PENAS SUBSTITUTIVAS

Antonio José M. Feu Rosa

Nos tempos modernos, o Direito Penal pode ser definido como o conjunto do normas jurídicas que associam efeitos jurídicos exclusivos de Direito Penal a um determinado comportamento humano — o crime. O principal desses efeitos alcança, tão-só e sempre, o autor culpável de um crime. Agente passivo do Direito Penal tem que ser, necessariamente, uma pessoa viva, imputável, que atue culpavelmente. Ou seja: o autor individual, maior, responsável penalmente, que agiu culpavelmente.

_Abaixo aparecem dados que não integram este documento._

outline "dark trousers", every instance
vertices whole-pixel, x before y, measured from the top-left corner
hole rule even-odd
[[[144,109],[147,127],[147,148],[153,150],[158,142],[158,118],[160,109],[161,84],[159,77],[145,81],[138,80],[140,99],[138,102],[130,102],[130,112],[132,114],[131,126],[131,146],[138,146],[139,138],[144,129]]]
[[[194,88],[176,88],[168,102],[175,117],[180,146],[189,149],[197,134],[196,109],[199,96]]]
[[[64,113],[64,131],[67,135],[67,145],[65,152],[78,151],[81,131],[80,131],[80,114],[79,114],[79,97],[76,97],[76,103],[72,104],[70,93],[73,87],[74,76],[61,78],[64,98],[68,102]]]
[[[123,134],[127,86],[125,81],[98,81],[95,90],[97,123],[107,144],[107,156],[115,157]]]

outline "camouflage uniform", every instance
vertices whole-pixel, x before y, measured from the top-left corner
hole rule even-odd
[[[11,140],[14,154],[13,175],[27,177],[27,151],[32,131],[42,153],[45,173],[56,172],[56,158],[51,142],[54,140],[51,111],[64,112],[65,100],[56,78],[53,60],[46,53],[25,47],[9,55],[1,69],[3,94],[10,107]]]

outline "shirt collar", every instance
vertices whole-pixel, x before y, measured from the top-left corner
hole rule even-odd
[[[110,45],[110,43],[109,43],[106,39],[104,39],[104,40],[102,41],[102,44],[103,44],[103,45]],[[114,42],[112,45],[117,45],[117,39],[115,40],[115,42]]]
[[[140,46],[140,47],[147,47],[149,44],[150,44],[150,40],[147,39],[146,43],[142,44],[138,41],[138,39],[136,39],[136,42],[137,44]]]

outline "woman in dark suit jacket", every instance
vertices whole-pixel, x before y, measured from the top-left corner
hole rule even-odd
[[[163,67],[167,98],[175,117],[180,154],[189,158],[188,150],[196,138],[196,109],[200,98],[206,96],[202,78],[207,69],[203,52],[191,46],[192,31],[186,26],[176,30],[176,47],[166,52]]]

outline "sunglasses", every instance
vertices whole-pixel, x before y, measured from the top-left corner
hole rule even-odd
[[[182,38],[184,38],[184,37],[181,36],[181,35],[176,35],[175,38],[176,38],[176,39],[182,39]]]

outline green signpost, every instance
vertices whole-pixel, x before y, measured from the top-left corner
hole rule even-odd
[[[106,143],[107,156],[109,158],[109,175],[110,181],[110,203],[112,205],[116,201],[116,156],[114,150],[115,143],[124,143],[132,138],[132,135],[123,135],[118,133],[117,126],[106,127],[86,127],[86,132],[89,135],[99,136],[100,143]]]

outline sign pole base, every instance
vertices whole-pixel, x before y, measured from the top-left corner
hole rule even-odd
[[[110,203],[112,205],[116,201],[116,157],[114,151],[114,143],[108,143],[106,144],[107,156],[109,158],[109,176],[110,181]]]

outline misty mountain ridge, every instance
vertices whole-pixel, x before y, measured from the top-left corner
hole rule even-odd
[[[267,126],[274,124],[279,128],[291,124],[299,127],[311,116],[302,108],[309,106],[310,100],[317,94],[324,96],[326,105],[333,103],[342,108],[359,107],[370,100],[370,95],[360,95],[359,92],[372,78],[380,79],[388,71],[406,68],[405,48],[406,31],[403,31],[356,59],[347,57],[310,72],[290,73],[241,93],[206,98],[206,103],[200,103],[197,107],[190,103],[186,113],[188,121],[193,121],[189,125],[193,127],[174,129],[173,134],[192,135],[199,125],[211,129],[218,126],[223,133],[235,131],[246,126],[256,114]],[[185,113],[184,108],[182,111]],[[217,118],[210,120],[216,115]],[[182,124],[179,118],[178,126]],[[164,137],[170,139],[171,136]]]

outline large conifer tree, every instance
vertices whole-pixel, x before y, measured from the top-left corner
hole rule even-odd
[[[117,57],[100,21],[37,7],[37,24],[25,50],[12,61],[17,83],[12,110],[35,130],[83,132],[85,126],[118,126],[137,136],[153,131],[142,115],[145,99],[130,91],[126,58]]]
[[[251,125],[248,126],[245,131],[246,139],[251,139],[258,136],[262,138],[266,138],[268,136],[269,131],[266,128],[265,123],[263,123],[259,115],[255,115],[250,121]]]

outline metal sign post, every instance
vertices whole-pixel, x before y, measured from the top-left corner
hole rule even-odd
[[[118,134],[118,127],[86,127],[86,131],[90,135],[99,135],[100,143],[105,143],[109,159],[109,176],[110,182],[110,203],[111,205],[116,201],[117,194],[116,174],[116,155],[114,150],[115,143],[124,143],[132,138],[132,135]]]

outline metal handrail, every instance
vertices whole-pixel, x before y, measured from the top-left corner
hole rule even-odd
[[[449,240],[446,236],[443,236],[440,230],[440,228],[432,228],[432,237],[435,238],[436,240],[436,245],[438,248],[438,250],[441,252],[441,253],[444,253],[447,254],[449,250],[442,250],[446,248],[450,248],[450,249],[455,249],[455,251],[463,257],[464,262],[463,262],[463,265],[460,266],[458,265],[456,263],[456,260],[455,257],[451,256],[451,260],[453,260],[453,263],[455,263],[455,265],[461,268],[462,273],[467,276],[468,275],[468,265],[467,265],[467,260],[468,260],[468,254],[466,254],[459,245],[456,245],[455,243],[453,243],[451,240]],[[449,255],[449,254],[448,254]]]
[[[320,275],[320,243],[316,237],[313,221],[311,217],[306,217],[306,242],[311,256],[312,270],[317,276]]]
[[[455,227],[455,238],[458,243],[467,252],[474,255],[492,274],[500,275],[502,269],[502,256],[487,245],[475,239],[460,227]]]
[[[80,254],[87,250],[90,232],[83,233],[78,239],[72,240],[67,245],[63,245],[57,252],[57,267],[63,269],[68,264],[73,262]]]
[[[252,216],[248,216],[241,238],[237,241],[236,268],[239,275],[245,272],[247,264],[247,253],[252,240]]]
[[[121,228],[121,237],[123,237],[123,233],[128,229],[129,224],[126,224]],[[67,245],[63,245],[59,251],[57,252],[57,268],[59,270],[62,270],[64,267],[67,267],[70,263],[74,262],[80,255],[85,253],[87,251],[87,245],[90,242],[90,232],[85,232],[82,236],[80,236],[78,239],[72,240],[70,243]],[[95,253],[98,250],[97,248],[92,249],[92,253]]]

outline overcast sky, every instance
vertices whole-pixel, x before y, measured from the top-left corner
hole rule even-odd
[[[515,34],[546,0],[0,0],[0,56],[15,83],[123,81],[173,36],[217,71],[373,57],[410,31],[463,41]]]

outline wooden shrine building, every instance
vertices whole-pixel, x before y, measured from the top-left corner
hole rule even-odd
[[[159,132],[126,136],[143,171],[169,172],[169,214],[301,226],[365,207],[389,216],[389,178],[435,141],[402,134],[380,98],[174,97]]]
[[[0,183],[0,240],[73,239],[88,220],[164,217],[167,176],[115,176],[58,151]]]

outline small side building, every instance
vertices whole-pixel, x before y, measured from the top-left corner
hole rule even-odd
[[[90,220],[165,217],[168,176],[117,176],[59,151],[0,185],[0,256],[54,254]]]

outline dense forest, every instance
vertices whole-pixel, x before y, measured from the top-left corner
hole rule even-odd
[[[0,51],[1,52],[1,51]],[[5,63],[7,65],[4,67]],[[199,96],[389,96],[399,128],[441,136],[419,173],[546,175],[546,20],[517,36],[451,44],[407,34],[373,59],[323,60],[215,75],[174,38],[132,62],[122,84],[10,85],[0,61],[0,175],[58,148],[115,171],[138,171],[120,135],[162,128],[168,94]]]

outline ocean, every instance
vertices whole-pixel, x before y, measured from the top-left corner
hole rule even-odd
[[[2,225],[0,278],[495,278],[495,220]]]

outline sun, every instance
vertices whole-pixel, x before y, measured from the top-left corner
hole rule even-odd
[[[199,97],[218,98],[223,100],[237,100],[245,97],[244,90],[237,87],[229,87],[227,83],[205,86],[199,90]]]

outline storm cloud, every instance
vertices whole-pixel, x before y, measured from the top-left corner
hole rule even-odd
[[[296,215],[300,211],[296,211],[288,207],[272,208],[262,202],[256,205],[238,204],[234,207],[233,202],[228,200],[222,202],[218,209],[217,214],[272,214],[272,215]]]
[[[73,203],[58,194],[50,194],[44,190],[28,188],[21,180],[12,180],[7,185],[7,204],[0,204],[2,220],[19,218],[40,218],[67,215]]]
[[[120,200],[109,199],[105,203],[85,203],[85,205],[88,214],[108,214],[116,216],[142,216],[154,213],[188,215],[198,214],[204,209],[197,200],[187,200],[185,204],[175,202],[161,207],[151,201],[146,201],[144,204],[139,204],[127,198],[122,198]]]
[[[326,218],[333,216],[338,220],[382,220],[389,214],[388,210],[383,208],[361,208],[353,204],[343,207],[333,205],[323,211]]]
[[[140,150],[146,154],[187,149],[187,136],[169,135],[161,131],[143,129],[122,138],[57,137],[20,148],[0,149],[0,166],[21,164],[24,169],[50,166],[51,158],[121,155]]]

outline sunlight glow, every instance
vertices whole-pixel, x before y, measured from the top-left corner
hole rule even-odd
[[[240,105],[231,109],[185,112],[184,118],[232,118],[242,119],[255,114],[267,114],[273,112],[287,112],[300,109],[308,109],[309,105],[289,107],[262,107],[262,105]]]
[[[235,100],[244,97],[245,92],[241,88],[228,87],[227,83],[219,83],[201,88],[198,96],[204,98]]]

Nem sempre foi assim, entretanto, pois em suas origens, ou seja, nas sociedades primitivas, encontramos:

a) a responsabilidade coletiva — eram punidos todos os membros da família do criminoso, ou o clã a que pertencia, ou mesmo a cidade onde habitava. Não havia ‘‘indivíduos’’, mas membros de um agrupamento humano;

De acordo com o Código de Hamurabi, não era executado o que havia matado a filha de outro, mas sua própria filha

A Bíblia fala que ‘‘Jeová castiga a todo o povo pelos pecados de um, especialmente se se trata do rei’’. O procedimento habitual de Jeová para obrigar a reparar um crime era açoitar toda a estirpe. Pela apostasia da verdadeira fé Deus estabelece inclusive a destruição coletiva da cidade. Até os animais domésticos tinham que ser mortos e todos os bens entregues ao fogo (Pentateuco, 13:13 e seguintes).

Como se vê no livro de Josúe (VII, 24), ‘‘quando os filhos de Israel fogem ante o inimigo, a causa é uma maldição. Algo de maldito há entre eles. Tem que ser eliminado sem consideração à culpabilidade individual. Assim, aprendem de Acan seus filhos, filhas, bois e asnos, ovelhas e a mesma tenda onde habitava, infeccionada pela mesma culpabilidade, e lapidam os seres vivos, queimando o resto’’.

Inúmeros são os exemplos históricos de filhos condenados à morte por crimes do pai; de mães, pelos crimes dos filhos; de tios, sobrinhos, avós, pelo crime de um único membro da família.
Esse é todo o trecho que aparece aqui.